Comment les voyages à l’étranger sont devenus possibles pour les hémophiles

Durant les huit premières années de ma vie, mes hémorragies au niveau des articulations ne pouvaient pas encore être traitées par une injection du facteur de coagulation manquant. En effet, jusqu’au début des années 70, les possibilités de traitement pour les patients hémophiles de type A restaient limitées, avec certaines conséquences désagréables récurrentes pour mes parents et pour moi.

Mes absences à l’école primaire étaient courantes, du fait de l’augmentation de mes séjours à l’hôpital. Le soulagement apporté par les ponctions du genou ou même l’injection de médicaments anti-inflammatoires n’était que de courte durée. De plus, ces traitements étaient très douloureux. Et l’articulation concernée était en plus immobilisée, avec un plâtre ou une attelle plâtrée.

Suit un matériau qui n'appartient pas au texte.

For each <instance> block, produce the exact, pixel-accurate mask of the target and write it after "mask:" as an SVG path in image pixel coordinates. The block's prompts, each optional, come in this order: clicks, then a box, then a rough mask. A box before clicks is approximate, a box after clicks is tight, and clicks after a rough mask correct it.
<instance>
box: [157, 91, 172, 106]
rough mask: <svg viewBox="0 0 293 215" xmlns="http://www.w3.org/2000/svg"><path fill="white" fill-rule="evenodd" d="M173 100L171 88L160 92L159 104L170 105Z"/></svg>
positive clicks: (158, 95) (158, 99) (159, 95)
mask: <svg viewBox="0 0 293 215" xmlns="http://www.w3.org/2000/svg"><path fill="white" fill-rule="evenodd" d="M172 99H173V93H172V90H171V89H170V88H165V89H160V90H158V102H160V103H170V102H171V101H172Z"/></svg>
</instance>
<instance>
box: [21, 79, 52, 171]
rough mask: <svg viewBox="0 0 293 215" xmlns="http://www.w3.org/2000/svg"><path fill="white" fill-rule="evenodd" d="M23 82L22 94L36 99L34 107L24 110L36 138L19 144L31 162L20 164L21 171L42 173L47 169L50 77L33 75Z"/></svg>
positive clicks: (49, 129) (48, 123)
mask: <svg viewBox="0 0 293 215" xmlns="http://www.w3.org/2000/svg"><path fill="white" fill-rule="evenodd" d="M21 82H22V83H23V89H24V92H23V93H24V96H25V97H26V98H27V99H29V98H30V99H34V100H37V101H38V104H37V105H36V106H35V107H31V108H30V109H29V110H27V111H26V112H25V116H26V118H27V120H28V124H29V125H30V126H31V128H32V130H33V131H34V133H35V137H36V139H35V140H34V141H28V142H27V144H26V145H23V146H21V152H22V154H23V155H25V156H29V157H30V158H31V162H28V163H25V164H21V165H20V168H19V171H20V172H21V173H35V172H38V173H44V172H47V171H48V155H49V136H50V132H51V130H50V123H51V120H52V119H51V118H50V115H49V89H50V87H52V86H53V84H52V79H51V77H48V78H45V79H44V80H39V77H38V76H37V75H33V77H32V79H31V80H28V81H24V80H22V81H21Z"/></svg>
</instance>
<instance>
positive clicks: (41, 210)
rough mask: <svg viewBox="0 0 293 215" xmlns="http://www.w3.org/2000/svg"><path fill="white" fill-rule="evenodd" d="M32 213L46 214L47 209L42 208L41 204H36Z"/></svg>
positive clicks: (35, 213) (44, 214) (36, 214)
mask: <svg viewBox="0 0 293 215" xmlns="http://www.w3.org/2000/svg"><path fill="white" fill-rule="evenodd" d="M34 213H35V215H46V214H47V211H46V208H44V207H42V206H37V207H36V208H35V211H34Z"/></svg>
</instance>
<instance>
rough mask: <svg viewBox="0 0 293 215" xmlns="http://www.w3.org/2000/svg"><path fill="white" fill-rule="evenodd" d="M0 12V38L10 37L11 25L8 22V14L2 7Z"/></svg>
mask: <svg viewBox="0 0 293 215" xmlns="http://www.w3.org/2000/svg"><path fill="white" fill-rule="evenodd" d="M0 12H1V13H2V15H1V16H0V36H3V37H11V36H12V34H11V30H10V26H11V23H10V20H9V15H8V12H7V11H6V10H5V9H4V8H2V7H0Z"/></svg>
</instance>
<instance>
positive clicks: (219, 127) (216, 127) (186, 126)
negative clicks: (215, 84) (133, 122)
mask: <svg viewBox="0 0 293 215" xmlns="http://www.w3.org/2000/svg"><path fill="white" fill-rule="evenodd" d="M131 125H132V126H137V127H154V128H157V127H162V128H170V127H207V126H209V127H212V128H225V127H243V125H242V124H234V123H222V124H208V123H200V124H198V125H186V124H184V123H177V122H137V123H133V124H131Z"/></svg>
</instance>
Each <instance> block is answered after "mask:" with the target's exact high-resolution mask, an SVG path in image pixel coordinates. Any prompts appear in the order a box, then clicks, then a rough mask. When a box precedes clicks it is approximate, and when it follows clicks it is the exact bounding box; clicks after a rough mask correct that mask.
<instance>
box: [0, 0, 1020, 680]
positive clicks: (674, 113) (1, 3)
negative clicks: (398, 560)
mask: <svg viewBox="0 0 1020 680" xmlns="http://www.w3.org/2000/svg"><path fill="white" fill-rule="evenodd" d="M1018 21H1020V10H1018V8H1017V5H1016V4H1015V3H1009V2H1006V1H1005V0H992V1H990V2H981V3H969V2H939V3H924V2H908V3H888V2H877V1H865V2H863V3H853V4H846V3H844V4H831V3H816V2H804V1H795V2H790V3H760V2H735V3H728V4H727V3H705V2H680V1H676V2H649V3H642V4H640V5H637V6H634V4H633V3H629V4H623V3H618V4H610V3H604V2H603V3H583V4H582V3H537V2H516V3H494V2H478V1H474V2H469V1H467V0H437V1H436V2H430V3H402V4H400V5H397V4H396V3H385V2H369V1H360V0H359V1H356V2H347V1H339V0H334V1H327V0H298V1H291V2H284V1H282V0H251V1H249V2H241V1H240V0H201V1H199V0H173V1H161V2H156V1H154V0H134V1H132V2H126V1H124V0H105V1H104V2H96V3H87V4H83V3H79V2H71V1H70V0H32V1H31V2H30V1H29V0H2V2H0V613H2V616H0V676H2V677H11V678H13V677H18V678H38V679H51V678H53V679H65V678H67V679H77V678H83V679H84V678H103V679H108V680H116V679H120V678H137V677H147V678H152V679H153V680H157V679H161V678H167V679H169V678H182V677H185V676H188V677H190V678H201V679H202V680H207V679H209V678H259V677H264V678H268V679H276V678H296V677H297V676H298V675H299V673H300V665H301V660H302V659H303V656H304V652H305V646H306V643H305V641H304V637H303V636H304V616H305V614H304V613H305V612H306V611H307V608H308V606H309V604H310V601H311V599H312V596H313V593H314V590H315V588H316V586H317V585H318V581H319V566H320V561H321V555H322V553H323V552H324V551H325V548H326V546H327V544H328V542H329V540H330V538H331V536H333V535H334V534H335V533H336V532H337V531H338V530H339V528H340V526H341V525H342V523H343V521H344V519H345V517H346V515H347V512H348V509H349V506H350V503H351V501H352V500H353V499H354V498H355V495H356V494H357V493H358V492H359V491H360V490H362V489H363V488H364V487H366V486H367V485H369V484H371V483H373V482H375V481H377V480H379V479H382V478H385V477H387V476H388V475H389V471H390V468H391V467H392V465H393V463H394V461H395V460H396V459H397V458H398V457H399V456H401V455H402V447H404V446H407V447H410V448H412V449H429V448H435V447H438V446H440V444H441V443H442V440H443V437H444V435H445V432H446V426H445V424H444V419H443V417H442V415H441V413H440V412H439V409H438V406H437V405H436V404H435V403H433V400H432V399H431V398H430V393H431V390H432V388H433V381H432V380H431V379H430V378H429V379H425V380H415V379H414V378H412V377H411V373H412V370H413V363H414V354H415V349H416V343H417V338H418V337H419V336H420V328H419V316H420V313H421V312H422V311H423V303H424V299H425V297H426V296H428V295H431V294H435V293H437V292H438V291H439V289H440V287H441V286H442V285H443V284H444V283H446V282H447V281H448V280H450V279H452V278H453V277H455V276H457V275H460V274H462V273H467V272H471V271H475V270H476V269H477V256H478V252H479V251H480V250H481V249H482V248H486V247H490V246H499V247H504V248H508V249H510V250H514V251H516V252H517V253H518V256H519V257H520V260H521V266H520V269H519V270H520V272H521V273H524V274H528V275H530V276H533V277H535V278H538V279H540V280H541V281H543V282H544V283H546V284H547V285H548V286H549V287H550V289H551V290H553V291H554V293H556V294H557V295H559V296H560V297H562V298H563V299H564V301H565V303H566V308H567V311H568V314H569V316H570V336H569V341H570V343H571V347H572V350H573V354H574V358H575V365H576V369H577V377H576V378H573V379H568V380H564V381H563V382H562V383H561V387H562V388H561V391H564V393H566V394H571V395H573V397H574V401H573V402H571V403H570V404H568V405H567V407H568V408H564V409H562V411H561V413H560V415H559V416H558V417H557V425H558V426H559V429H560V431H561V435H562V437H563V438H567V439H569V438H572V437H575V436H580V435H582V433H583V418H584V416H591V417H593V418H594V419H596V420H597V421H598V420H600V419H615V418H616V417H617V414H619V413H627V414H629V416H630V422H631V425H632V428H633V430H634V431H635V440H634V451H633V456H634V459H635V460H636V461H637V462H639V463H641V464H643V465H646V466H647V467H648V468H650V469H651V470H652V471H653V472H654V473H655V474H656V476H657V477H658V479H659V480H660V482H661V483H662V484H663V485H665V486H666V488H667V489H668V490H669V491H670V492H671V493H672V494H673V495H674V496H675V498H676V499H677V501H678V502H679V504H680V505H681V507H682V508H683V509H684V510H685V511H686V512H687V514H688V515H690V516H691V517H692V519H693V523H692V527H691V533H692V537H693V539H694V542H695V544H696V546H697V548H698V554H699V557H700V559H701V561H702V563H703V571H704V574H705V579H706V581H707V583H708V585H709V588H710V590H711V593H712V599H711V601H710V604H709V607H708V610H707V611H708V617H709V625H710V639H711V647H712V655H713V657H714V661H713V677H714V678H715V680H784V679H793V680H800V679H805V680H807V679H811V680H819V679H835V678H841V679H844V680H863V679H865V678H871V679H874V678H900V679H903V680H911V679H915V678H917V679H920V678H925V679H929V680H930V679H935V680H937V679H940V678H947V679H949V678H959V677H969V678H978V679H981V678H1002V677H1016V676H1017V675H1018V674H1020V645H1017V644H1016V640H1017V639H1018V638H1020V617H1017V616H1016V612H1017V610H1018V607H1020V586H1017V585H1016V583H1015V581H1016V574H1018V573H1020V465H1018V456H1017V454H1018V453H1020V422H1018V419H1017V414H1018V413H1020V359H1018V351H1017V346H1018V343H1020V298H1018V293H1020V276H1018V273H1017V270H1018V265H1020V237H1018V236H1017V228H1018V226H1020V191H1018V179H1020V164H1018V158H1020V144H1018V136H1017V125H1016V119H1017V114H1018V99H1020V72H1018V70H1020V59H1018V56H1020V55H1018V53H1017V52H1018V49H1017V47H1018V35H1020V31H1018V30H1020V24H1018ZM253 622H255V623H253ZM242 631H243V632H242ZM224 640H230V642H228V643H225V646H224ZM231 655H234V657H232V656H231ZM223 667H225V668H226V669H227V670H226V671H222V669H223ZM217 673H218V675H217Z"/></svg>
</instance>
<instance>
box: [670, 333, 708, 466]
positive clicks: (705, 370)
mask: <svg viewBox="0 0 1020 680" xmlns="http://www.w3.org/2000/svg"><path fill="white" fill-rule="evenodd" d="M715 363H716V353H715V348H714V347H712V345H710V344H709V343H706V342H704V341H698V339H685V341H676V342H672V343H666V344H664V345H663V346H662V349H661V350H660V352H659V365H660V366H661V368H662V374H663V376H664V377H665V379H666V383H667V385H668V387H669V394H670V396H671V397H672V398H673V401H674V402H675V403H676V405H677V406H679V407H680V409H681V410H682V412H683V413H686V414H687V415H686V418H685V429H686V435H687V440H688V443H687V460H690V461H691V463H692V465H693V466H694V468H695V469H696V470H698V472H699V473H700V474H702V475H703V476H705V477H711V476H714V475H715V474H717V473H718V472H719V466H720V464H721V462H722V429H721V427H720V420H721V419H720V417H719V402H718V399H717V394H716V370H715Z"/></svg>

Avec pour autre conséquence un affaiblissement musculaire, lui-même facteur d’augmentation du risque de blessures.

Le long chemin vers le traitement prophylactique

C’est en 1971 qu’une percée significative a été réalisée dans la prise en charge de l’hémophilie: le facteur VIII, obtenu à partir de plasma sanguin humain et administré par injection de flacons de 150 ml. Un traitement encore contraignant au niveau de la préparation et de l’administration, la dilution du produit pouvant durer jusqu’à une demi-heure. L’injection, faite en intraveineuse avec une aiguille relativement grosse, prenait quant à elle jusqu’à 60 minutes. Mais cela stoppait les hémorragies. Ce traitement nécessitait cependant toujours de se rendre à l’hôpital pour enfants.

A partir de 1974, les choses se sont améliorées: la quantité de produit à injecter a été réduite, la durée d’administration a été raccourcie et le traitement pouvait être injecté à domicile avec une aiguille plus fine, appelée aiguille papillon. A ces débuts, cet autotraitement à la maison fut âprement discuté par les médecins, mais il a fini par s’imposer. Ma mère a tout d’abord appris à me donner le médicament. A 11 ans, je pouvais me l’administrer moi-même et, dès lors, plus rien ne pouvait m’empêcher de voyager à l’étranger, les préparations nécessaires pouvant être transportées dans une glacière dans l’avion.

Au contraire d’aujourd’hui, où je prends un substitut de manière prophylactique, le facteur de coagulation était à l’origine administré uniquement lorsque l’on détectait une hémorragie. Donc plus on attendait avant d’administrer le médicament, plus l’hémorragie restante durait après le traitement. Le processus qui endommageait de façon irréparable les articulations pouvait cependant être stoppé ou retardé. Surtout, mes absences à l’école étaient réduites au minimum.

Des nouvelles perspectives

Grâce à ce progrès, un nouveau monde s’est ouvert à moi à cette époque: je pouvais aller faire des randonnées en montagne, mais surtout, j’ai découvert la mer. A 12 ans, j’avais enfin la certitude que, malgré les revers qui pouvaient survenir, mener une vie à peu près normale avec la maladie était possible.

Depuis le début du traitement à titre prophylactique, je n’ai plus d’hémorragie spontanée et je suis aussi très bien protégé en cas de blessures légères dues à l’inattention. En outre, je peux pratiquer des activités sportives, comme la natation, les courtes randonnées ou la musculation légère. Cela m’a permis de me muscler et d’améliorer ma condition physique. Dans l’ensemble, ma qualité de vie s’est grandement améliorée, ce que je remarque lors de mes voyages à l’étranger.